Chinese officials say the Beijing Olympics should bring a welcome boost to China's tourist industry. Mike O'Sullivan reports from Beijing, that while bureaucratic requirements and natural disasters have slowed tourism, officials say an upgraded infrastructure will help the industry after the games.
An army of smiling volunteers is here to welcome visitors, and legions of taxi drivers struggle with limited English to get spectators to Olympic venues.
A recent crackdown on dissidents, unrest in Tibet and Xinjiang province, and tightened visa restrictions may have dissuaded some potential visitors from coming to China.
Chinese tourism official Wang Zhifa says Beijing hotels have an occupancy rate of 81 percent, lower than at peak times. But he says that based on past Olympics, the peak in tourism could come after the games end August 24.
He says Chinese tourism was hurt by the devastating earthquake in Sichuan province in May, which killed nearly 70,000 people and left millions homeless. Thousands more are missing.
The official says the earthquake cost Sichuan's tourist industry $6.8 billion.
He says more than 1,300 hotels and 8,000 shopping outlets and tourist facilities in Sichuan were damaged in the earthquake.
Still, he says, China's tourism was up two percent in the first seven months this year. He says facilities upgraded for the Olympics and added training for hospitality workers are helping the industry, not only in Beijing but other cities. He predicts that tourism in Sichuan province will rebound in three years, bolstered by planned attractions that include an earthquake museum.

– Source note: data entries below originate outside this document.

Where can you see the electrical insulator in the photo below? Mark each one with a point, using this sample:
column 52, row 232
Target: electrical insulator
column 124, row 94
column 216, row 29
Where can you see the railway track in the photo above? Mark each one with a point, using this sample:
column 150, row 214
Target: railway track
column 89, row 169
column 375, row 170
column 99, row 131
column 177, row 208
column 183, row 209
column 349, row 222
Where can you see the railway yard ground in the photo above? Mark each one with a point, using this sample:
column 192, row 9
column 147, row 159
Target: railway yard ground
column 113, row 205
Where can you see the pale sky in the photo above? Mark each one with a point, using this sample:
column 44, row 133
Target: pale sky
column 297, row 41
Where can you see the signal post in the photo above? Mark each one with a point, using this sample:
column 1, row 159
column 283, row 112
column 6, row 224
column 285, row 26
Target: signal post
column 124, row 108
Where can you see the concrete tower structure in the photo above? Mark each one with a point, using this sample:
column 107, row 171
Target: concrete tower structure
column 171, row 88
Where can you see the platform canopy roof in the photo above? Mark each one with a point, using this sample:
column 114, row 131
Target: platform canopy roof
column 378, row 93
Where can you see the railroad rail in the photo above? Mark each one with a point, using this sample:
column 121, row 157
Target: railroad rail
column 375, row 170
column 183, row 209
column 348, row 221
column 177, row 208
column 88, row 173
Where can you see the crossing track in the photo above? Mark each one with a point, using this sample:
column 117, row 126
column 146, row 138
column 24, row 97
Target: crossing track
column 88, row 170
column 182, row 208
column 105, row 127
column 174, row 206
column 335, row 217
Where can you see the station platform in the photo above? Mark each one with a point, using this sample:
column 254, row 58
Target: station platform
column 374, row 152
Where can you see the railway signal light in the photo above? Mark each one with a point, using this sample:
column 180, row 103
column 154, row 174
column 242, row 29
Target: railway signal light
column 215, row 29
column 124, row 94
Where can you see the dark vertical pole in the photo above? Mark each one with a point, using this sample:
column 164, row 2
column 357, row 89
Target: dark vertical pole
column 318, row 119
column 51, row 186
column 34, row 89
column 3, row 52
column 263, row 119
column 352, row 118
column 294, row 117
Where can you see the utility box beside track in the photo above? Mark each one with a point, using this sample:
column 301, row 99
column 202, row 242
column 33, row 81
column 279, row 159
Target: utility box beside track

An American tourist was killed in Beijing Saturday and his wife was seriously injured by a man described by police as distraught over family problems. The woman suffered multiple stab wounds and remains in hospital. A Chinese tour guide was also wounded.
Beijing Olympic officials call the attack an isolated incident and say China is safe for tourists. China has been rising through the ranks of world tourist destinations, and Chinese officials hope it will overtake the United States, Spain and first-place France as the world's most popular destination sometime in the next decade.